The Toyota Motor customer data leak is larger than what was disclosed previously, the company conceded on Wednesday.
The latest announcement from the company said that the personal details of Toyota Motor customers in certain countries in Oceania and Asia, excluding Japan, may have been exposed to the public from October 2016 to May 2023.
The Toyota Motor customer data leak was disclosed on May 12. The automaker launched an investigation into the data leak, revealing potential external accessibility of additional customer information managed by Toyota Connected Corporation (TC).
The potentially accessible customer information comprised names, addresses, phone numbers, email addresses, as well as vehicle identification and registration numbers, according to the company’s statement.
According to the May 12 disclosure, the vehicle data of 2.15 million users in Japan, encompassing almost the entire customer base who had registered for its primary cloud service platforms since 2012, had been unintentionally available to the public for a duration of ten years due to human error.
Toyota Motor customer data leak: The details
The Toyota Motor customer data leak incident was brought to light after an investigation into all cloud environments managed by TOYOTA Connected Corporation (TC).
According to the latest announcement, the scale of the potential data leakage incident due to a misconfiguration of its cloud environment, disclosed on May 12, was much deeper than anticipated.
“It was further discovered that a part of the data containing customer information had been potentially accessible externally,” the company announcement said.
“As we believe that this incident also was caused by insufficient dissemination and enforcement of data handling rules, since our last announcement, we have implemented a system to monitor cloud configurations.”
The company classified the whole Toyota Motor customer data leak into two sections: domestic service incidents in Japan and overseas service incidents.
In the domestic service incidents, potentially accessible data included in-vehicle device IDs, map data updates, and the creation dates of updated data used for the distribution of in-vehicle navigation terminal map data.
However, these data alone cannot identify individual customers or provide access to or affect the vehicles, the company claimed.
The system is now operational and continuously monitors cloud settings, while Toyota plans to collaborate with TC to reinforce data handling rules and educate employees to prevent such incidents in the future, said the announcement.
Toyota stated that it will handle the case in each country according to the personal information protection laws and regulations of that country.
The statement clarified that the leaked details of Japanese customers were not identifiable and would not provide access to or affect their vehicles.
Toyota Motor customer data leak and the larger picture
Toyota is a major global vehicle manufacturer with over 370,000 employees and approximately $267 billion in revenue in the previous year.
This Toyota Motor customer data leak is the latest addition in a string of data security incidents.
An accidental access to marketing tools by its Italian branch was disclosed in March 2023. A data leak exposed the details of 300,000 customers last year, and a data breach happened in its Indian business in January 2023.
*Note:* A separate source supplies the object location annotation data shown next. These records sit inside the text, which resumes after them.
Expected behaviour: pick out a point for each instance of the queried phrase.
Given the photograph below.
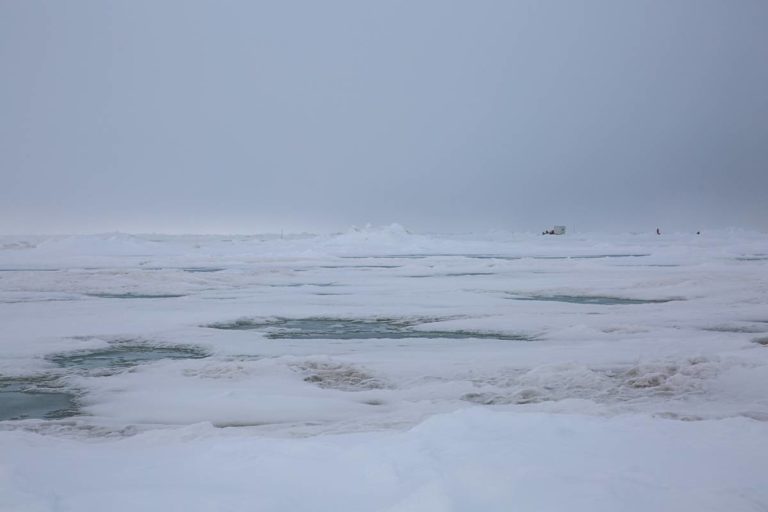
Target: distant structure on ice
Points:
(556, 230)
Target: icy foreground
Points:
(381, 370)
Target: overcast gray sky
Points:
(245, 116)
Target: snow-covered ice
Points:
(378, 369)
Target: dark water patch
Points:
(598, 256)
(121, 355)
(34, 398)
(746, 329)
(354, 329)
(299, 285)
(329, 375)
(363, 267)
(131, 295)
(593, 300)
(453, 274)
(30, 269)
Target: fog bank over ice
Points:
(442, 115)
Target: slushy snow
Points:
(583, 372)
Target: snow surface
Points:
(653, 403)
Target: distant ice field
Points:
(385, 370)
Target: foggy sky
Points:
(240, 116)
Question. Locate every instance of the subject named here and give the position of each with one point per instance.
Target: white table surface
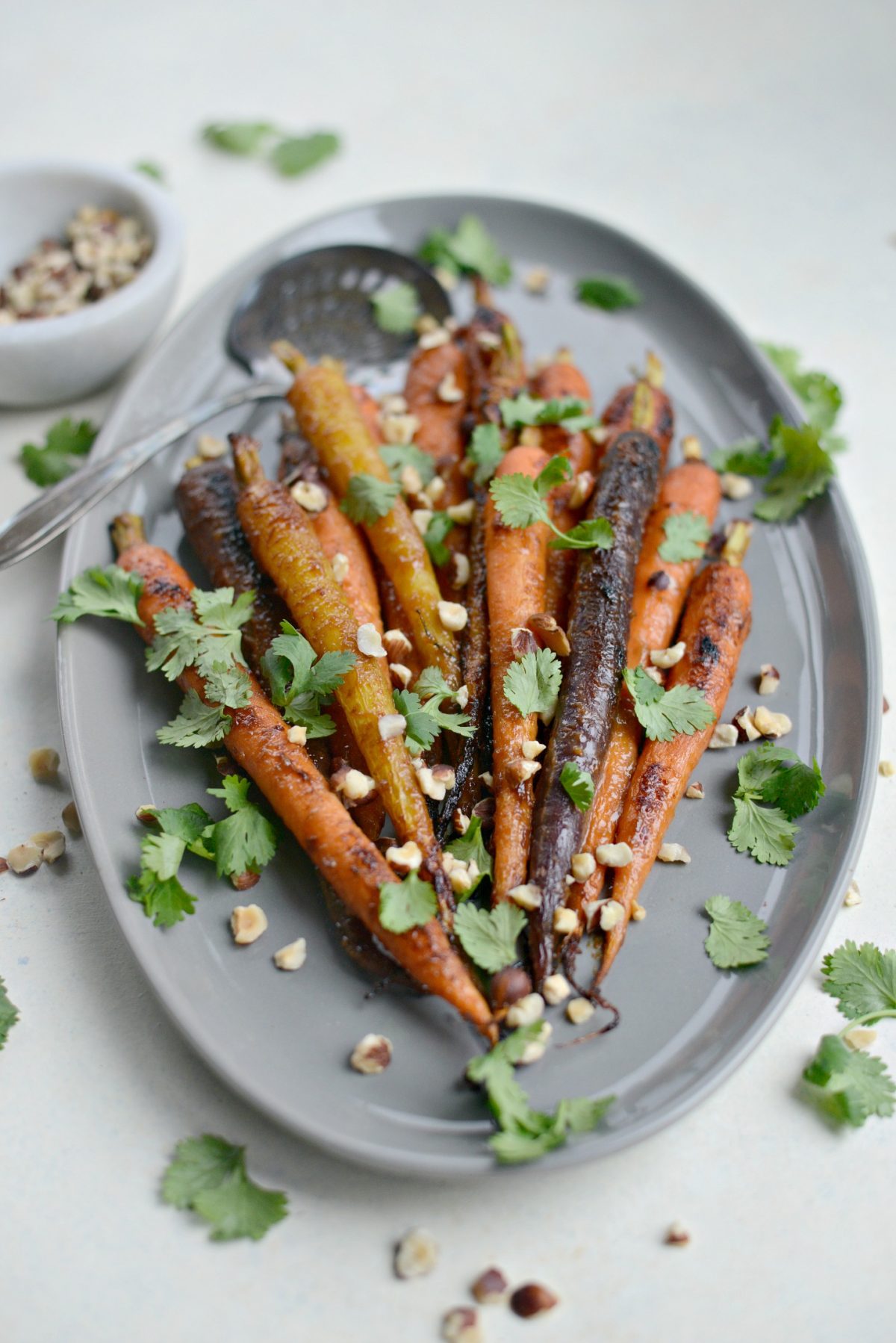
(754, 146)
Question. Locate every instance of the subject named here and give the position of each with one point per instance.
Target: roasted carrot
(660, 590)
(285, 545)
(328, 417)
(284, 771)
(598, 633)
(714, 629)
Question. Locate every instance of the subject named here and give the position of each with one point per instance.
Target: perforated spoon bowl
(319, 300)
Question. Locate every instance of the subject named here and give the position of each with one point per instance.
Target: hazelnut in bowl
(89, 264)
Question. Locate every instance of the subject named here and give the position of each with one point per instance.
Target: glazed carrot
(284, 771)
(285, 545)
(516, 565)
(660, 590)
(331, 421)
(714, 629)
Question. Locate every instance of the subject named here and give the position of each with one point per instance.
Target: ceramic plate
(282, 1040)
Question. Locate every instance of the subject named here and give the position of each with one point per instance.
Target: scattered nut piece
(417, 1253)
(526, 1010)
(25, 858)
(452, 615)
(370, 641)
(852, 896)
(566, 922)
(673, 853)
(461, 1324)
(72, 819)
(724, 735)
(613, 855)
(247, 923)
(527, 896)
(579, 1010)
(292, 957)
(52, 844)
(391, 725)
(768, 678)
(677, 1235)
(491, 1287)
(45, 764)
(373, 1055)
(612, 914)
(532, 1299)
(668, 657)
(771, 725)
(735, 486)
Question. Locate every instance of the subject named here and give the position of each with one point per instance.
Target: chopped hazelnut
(292, 957)
(417, 1253)
(370, 641)
(373, 1055)
(613, 855)
(45, 764)
(247, 923)
(452, 615)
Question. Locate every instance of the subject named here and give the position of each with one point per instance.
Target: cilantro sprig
(774, 789)
(665, 713)
(850, 1084)
(523, 500)
(208, 1176)
(524, 1134)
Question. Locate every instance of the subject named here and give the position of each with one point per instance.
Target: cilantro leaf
(763, 831)
(396, 308)
(196, 725)
(408, 904)
(578, 784)
(470, 848)
(489, 937)
(469, 252)
(665, 713)
(485, 452)
(8, 1013)
(398, 456)
(246, 840)
(111, 592)
(532, 681)
(853, 1084)
(806, 471)
(862, 979)
(208, 1176)
(687, 535)
(736, 937)
(296, 155)
(437, 530)
(608, 292)
(368, 498)
(66, 442)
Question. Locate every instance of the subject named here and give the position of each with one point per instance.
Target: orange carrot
(715, 626)
(516, 563)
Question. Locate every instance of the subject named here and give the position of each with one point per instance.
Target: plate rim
(373, 1156)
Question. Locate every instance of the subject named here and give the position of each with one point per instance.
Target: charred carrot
(714, 629)
(516, 565)
(285, 545)
(598, 634)
(660, 590)
(328, 417)
(258, 740)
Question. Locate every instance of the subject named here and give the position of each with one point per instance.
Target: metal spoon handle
(60, 505)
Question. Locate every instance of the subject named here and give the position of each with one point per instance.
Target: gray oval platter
(282, 1040)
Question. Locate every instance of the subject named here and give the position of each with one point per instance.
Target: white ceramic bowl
(57, 359)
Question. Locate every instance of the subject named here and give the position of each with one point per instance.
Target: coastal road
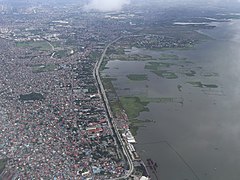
(109, 112)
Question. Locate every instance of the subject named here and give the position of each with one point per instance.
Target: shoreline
(125, 148)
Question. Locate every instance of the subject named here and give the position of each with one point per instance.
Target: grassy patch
(35, 45)
(190, 73)
(107, 83)
(137, 77)
(165, 74)
(201, 85)
(61, 54)
(3, 163)
(157, 65)
(133, 106)
(131, 57)
(168, 57)
(44, 68)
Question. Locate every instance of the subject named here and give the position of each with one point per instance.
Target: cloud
(106, 5)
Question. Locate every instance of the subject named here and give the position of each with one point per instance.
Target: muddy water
(198, 135)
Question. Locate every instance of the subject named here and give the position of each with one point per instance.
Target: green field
(137, 77)
(36, 45)
(156, 68)
(133, 106)
(168, 57)
(157, 65)
(190, 73)
(201, 85)
(165, 74)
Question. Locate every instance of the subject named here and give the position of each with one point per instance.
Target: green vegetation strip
(137, 77)
(201, 85)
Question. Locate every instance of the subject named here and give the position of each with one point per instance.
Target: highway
(108, 109)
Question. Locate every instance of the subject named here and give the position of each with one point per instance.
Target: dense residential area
(55, 122)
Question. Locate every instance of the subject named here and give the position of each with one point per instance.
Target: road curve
(109, 112)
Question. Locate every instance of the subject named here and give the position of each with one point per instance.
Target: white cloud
(106, 5)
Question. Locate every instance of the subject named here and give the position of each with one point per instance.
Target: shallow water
(199, 137)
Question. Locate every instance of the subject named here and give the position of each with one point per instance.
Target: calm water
(200, 137)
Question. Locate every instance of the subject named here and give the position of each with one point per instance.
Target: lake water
(198, 135)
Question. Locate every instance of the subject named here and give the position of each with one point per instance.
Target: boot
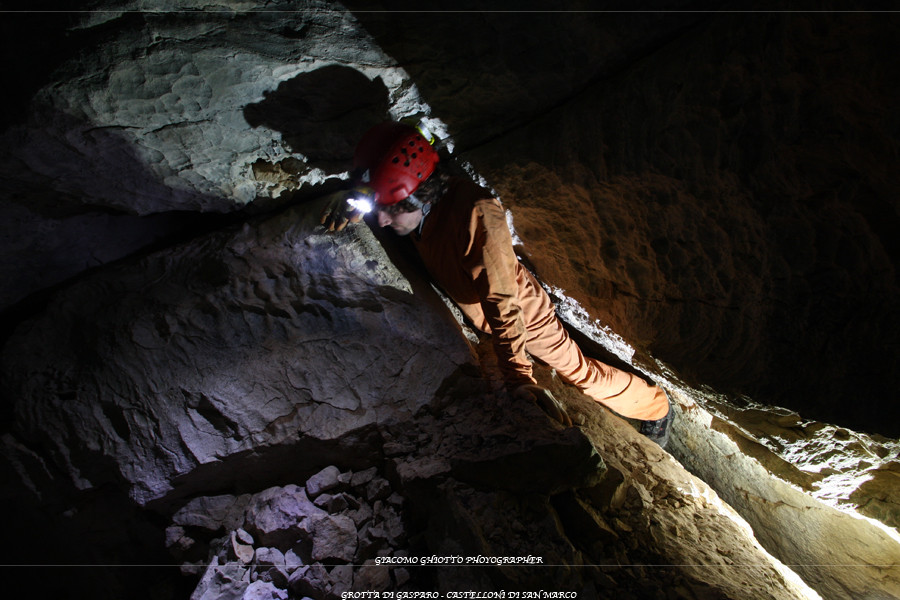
(658, 431)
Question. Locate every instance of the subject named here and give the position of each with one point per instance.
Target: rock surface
(269, 410)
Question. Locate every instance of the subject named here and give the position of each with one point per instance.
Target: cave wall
(715, 188)
(719, 189)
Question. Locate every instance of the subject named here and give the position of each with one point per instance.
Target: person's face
(403, 223)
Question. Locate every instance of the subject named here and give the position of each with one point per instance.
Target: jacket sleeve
(498, 291)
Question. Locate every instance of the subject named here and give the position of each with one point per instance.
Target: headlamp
(362, 199)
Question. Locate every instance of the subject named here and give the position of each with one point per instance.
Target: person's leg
(548, 341)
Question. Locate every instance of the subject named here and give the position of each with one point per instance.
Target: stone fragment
(323, 481)
(264, 590)
(378, 489)
(292, 561)
(310, 581)
(334, 537)
(372, 577)
(360, 478)
(177, 541)
(221, 582)
(276, 516)
(332, 503)
(244, 537)
(239, 550)
(211, 512)
(361, 514)
(270, 566)
(341, 580)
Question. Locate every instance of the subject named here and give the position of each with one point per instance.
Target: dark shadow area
(323, 113)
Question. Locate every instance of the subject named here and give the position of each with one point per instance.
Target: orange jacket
(466, 246)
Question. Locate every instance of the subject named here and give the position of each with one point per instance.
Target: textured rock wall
(719, 189)
(731, 216)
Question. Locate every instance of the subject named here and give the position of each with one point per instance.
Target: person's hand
(545, 400)
(339, 212)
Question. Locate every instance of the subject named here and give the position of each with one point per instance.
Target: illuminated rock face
(257, 401)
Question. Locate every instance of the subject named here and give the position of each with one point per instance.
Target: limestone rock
(325, 480)
(334, 537)
(276, 516)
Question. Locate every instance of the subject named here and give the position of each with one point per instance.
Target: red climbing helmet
(398, 157)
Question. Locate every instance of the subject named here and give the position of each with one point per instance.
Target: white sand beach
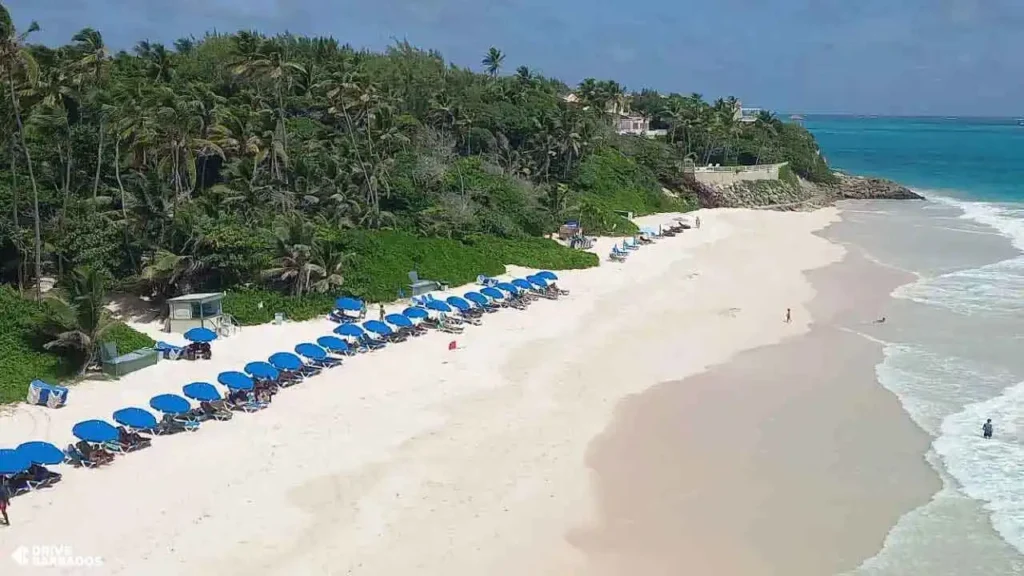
(416, 459)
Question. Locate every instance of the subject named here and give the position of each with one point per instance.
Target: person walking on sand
(4, 500)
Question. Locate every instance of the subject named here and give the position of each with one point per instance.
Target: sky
(903, 57)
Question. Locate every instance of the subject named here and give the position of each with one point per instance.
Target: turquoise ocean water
(954, 343)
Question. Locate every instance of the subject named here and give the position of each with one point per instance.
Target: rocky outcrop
(781, 195)
(861, 188)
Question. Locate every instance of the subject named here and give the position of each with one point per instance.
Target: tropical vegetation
(283, 168)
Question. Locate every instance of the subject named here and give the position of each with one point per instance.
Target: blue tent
(236, 380)
(460, 303)
(286, 361)
(201, 335)
(547, 275)
(312, 352)
(537, 281)
(333, 343)
(378, 327)
(399, 320)
(351, 304)
(12, 462)
(438, 305)
(170, 404)
(42, 453)
(262, 371)
(476, 298)
(493, 292)
(135, 418)
(95, 430)
(522, 283)
(415, 313)
(350, 330)
(201, 392)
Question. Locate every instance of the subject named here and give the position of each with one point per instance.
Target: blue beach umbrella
(170, 404)
(350, 304)
(399, 320)
(236, 380)
(415, 313)
(351, 330)
(312, 352)
(537, 281)
(135, 418)
(438, 305)
(12, 462)
(522, 284)
(42, 453)
(201, 335)
(477, 298)
(378, 327)
(201, 392)
(460, 303)
(286, 361)
(492, 292)
(333, 343)
(96, 432)
(262, 370)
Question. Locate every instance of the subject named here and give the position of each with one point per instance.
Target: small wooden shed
(195, 311)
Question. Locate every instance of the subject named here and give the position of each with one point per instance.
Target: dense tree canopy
(246, 159)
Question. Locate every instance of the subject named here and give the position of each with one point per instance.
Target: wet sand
(788, 460)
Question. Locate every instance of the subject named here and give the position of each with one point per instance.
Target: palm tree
(15, 58)
(493, 62)
(77, 318)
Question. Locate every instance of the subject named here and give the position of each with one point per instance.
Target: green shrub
(382, 260)
(127, 338)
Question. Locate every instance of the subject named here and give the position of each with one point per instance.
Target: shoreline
(838, 461)
(421, 459)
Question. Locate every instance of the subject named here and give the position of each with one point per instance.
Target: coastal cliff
(797, 194)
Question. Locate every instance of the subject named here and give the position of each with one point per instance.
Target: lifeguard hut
(197, 311)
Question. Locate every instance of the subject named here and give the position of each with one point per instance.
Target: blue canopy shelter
(262, 371)
(12, 462)
(333, 343)
(460, 303)
(286, 361)
(493, 292)
(378, 327)
(96, 432)
(477, 298)
(438, 305)
(170, 404)
(399, 320)
(310, 351)
(350, 330)
(537, 281)
(415, 313)
(522, 284)
(201, 392)
(42, 453)
(135, 418)
(350, 304)
(236, 380)
(201, 335)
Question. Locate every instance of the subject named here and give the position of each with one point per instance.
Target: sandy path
(418, 459)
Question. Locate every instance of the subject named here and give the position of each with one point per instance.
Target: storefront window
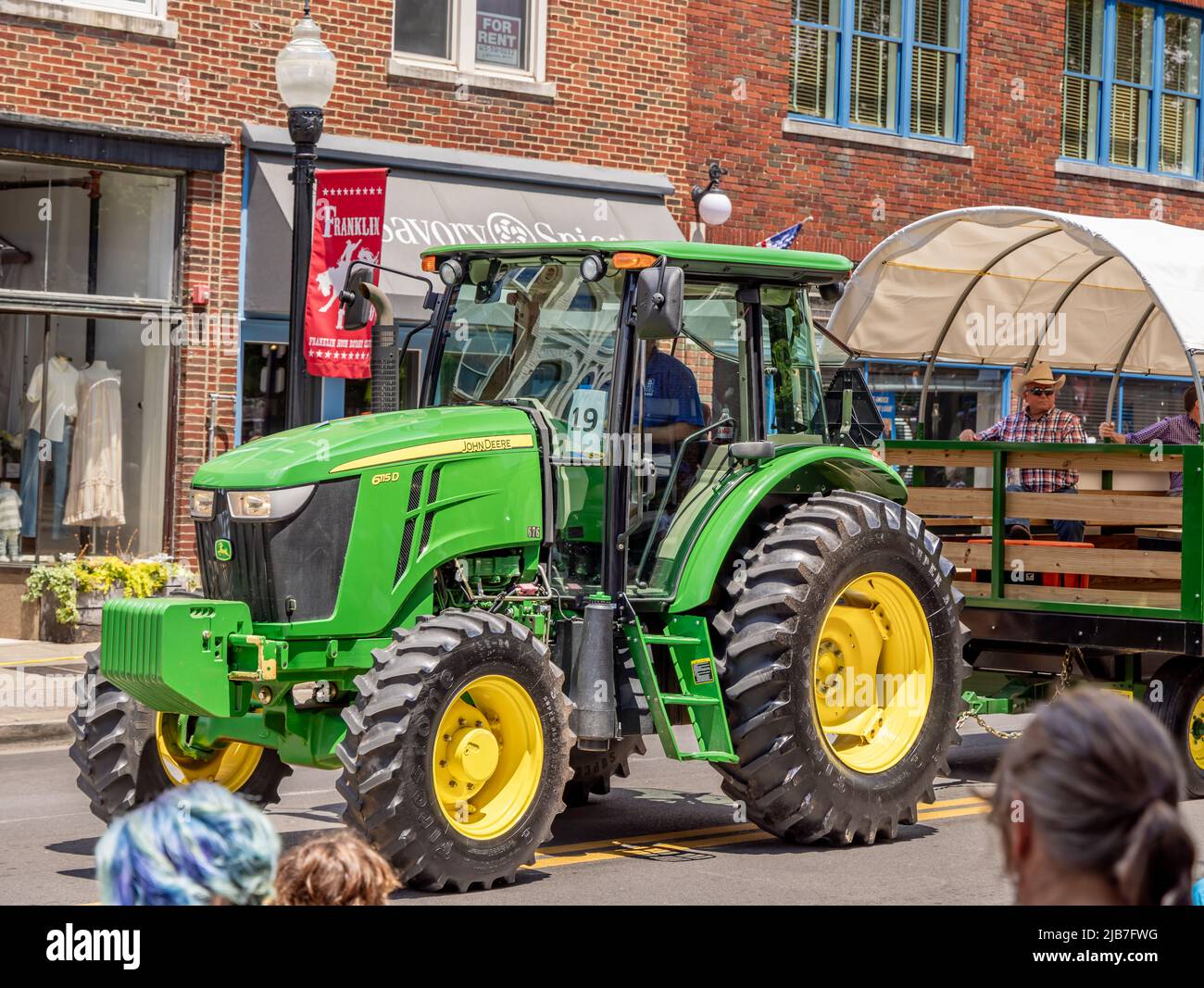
(1145, 402)
(495, 36)
(83, 397)
(264, 389)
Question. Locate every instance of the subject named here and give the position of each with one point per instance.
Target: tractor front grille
(285, 570)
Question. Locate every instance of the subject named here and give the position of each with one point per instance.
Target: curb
(34, 732)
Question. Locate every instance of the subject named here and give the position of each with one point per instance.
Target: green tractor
(626, 502)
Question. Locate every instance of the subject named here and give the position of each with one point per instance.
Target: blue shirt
(671, 394)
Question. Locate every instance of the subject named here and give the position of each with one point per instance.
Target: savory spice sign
(348, 219)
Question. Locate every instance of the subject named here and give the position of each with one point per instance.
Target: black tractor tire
(787, 778)
(1180, 683)
(593, 770)
(119, 761)
(386, 754)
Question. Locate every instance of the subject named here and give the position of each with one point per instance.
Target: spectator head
(193, 846)
(1191, 402)
(1086, 803)
(335, 869)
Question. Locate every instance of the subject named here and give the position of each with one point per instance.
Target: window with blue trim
(889, 65)
(1131, 87)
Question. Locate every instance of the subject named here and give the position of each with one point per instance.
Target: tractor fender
(813, 469)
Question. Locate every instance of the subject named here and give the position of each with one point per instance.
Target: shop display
(95, 488)
(53, 424)
(10, 522)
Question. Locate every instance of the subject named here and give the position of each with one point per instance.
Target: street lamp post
(305, 77)
(710, 202)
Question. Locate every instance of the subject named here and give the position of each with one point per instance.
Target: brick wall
(621, 101)
(859, 194)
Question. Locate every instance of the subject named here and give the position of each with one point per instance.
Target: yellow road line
(713, 836)
(597, 844)
(43, 661)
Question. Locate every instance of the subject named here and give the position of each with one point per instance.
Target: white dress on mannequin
(95, 494)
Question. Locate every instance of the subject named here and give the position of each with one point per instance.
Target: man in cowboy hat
(1038, 421)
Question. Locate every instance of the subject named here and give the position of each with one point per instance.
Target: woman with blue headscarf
(193, 846)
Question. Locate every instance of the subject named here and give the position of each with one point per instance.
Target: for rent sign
(498, 39)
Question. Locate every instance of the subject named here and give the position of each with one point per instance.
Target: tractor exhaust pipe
(384, 352)
(594, 721)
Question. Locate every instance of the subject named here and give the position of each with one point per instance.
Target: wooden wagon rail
(1121, 578)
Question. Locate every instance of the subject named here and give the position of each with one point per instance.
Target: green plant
(72, 575)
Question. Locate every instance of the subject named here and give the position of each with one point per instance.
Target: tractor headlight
(268, 506)
(200, 503)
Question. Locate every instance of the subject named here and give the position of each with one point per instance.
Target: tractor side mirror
(753, 450)
(658, 294)
(357, 309)
(376, 297)
(832, 292)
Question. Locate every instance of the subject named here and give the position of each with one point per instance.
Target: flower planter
(85, 630)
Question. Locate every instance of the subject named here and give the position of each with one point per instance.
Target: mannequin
(56, 420)
(95, 496)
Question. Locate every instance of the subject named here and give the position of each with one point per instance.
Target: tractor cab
(670, 369)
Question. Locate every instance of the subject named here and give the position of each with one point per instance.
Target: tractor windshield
(533, 329)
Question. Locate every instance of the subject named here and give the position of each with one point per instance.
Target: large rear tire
(127, 754)
(841, 587)
(457, 750)
(1180, 709)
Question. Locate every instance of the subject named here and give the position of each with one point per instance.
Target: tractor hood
(342, 448)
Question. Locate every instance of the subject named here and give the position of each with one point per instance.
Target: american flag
(784, 238)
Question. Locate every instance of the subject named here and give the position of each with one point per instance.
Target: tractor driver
(672, 409)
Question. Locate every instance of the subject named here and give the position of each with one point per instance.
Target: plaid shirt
(1175, 431)
(1055, 426)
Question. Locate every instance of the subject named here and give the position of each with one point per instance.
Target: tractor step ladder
(689, 644)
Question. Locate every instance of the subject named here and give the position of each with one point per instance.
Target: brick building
(868, 115)
(144, 166)
(144, 171)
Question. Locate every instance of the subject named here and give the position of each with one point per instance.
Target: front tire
(128, 754)
(841, 587)
(457, 750)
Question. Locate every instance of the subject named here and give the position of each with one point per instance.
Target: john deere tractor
(627, 501)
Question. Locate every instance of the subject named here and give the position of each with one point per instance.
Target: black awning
(472, 199)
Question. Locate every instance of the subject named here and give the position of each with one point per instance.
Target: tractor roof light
(711, 202)
(593, 268)
(631, 260)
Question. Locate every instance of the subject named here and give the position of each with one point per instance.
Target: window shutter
(811, 72)
(930, 70)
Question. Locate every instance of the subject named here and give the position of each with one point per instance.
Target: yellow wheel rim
(1196, 733)
(872, 673)
(230, 766)
(488, 757)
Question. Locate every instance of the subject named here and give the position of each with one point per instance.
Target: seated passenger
(1178, 431)
(1038, 421)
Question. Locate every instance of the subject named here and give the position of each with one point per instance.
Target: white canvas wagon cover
(1011, 285)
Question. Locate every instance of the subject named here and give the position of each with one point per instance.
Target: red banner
(347, 219)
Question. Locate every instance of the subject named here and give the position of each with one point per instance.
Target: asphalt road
(665, 835)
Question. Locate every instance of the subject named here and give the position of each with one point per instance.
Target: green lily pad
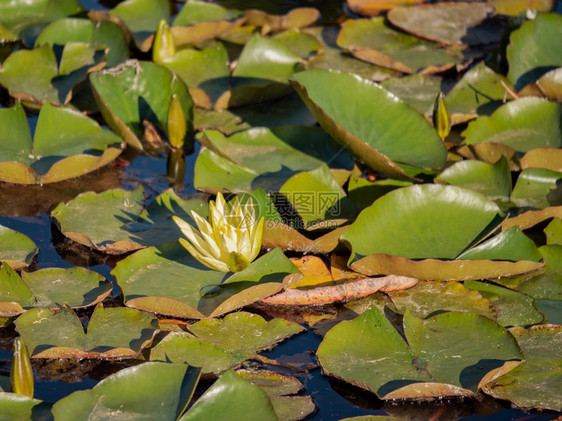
(151, 390)
(66, 144)
(187, 289)
(107, 34)
(510, 244)
(531, 52)
(534, 383)
(142, 18)
(430, 297)
(119, 221)
(299, 43)
(374, 41)
(271, 382)
(418, 91)
(261, 74)
(137, 91)
(538, 188)
(367, 124)
(229, 397)
(422, 221)
(383, 362)
(75, 287)
(26, 18)
(217, 345)
(112, 333)
(20, 407)
(263, 158)
(199, 21)
(16, 249)
(547, 285)
(523, 124)
(289, 110)
(318, 198)
(375, 7)
(479, 92)
(448, 23)
(491, 180)
(514, 308)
Automobile manufacturers and distributors, in general, have been regular victims of data breaches and cyber attacks.
Lockbit 3.0 ransomware gang in January listed German firm EDS Automotive GmbH as a victim. EDS Automotive is one of the biggest development partners of popular automotive manufacturers such as BMW, Audi, Daimler, Tesla, VW and, Porsche.
According to Upstream’s 2022 Global Automotive Cybersecurity Report, about 82% of cyber attacks targeting the automotive industry, encompassing consumer vehicles, manufacturers, and dealerships, were executed remotely.
More than 40% of incidents targeted back-end servers, indicating the importance of safeguarding critical infrastructure, said the report.
According to an AT&T report, the most common cyber threats automotive industry faces are EV charging station exploitation, infotainment system attacks, brute force network attacks, phishing attacks, compromised aftermarket devices, ransomware, and supply chain attacks.